Editing and Temporal Connection

Continuity editing can get us to make connections across time as well. Typically, continuity editing presents events in a 1-2-3 manner: a thing happens, this causes another thing to happen, which in turn causes another thing to happen, and so on. Alternatively, you can have a flashback, where a thing happens, and then we discover the historical reason for the thing happening, before we go back to the usual temporal progression. All well and good, and not really what we mean here.

What we mean is that continuity editing allows us to understand ellipses in the narrative — long periods in which much, much more time passes in the story world than passes for us. Kubrick’s (overrated – fight us) 2001 is a really famous example — to whit, the bit where the protohuman ape guy throws a bone in the air and it becomes a spacestation. That’s an ellipsis of literally tens of thousands of storyworld years, and yet we understand quite easily what’s happened. Tens of thousands of years have elapsed in the space of a split second. Has time travel been invented? Nope, it’s just a temporal ellipsis, brought to you by good old continuity editing.

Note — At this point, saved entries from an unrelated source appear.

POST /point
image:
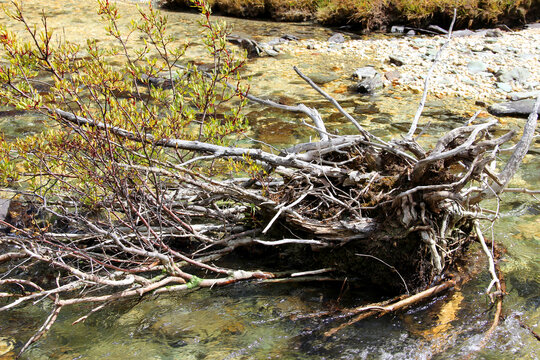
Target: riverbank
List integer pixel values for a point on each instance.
(378, 14)
(486, 65)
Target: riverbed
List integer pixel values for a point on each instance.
(281, 321)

There is, of course, another way to show the passage of time across several ostensibly unconnected shots — montage makes us connect them temporally. And in this case, we do mean “montage”…

Team America: World Police (2004), dir. Trey Parker

Really, seriously, and in all honesty, you didn’t actually expect us to write an article about montage and not include that sequence, did you? Anyway, it was for science. That clip has more than justified its presence here by beautifully demonstrating, in glorious meta, how editing creates connections between disparate spatial locations and disparate temporal locations. There’s no reason at all to make those connections – except for the fact that your brain is trained to do this from years of watching films. 

Again, none of this sprung fully formed out of the nascent art of moving pictures. All of this had to be learned – by both the encoders of meaning (the filmmakers) and the decoders (the audience). Early cinema did not know how to do this. Want some proof? Happy to oblige, but you need to watch to the end:

Life of an American Fireman (1903), dir. Edwin S Porter

Did you notice how you just watched the exact same events take place twice in succession: once from inside the burning house, and then, immediately afterwards, from the vantage point of the rescuers outside? The director, Edwin S Porter, was an early innovator in the medium (and, in fact, one of the first to use continuity editing techniques), but when he made this movie there was no understanding, among filmmakers or film viewers, of how to intercut between continuous action in a way that created causal connections between the shots. He wanted to show both perspectives on the daring rescue. So he did. One after another.

Later that same year (1903), Porter made The Great Train Robbery, another classic of the early cinema, in which he does make an effort to show simultaneous action happening at multiple locations – through an early form of continuity editing, of course – so it wasn’t long before those first pioneers of the new technology began to actively play with the new film-linguistic possibilities. But the point is that, no matter how it might seem today, continuity editing isn’t a natural, or even obvious, phenomenon. 

Before the visual language of film was developed, there was no instinctive understanding of things like cutting on action, or of editing for spatial or temporal continuity. You just presented a thing happening in one place, and then a thing happening in another place… and that was the extent of your editing. Job done. Goodnight.

And this is very much true of everything we’ve looked at over the past four posts.

Visual style: the heart, the soul and the the voice of film language

Because none of the meaning conveyed by elements of film language – not cinematography, not mise-en-scène, and not montage – is “natural” or “innate,” no matter how accustomed to it we’ve become. We have to learn to read it. Film is an incredibly powerful medium for communicating information, and part of that is because we are effectively being trained from our most formative years to understand the very subtle language it uses. When we talk about breaking down the language of film, we’re talking about changing from passive viewing to active viewing. We’re talking about becoming aware of the information flow as it’s being communicated to us. We’re talking about actively engaging with the film literacy that we’ve evolved so that we can look at the messages directly and decide what to do with the information communicated – and that’s a powerful skill to have.

CinePunked’s mission is to engage with film fans and audiences and use film to have the big discussions about the issues that matter. We believe that film literacy is an essential component of navigating twenty-first century life.

Film is ubiquitous. It’s everywhere. And, where it’s trying to strike up a conversation between the maker and the audience, we should all be able to join in.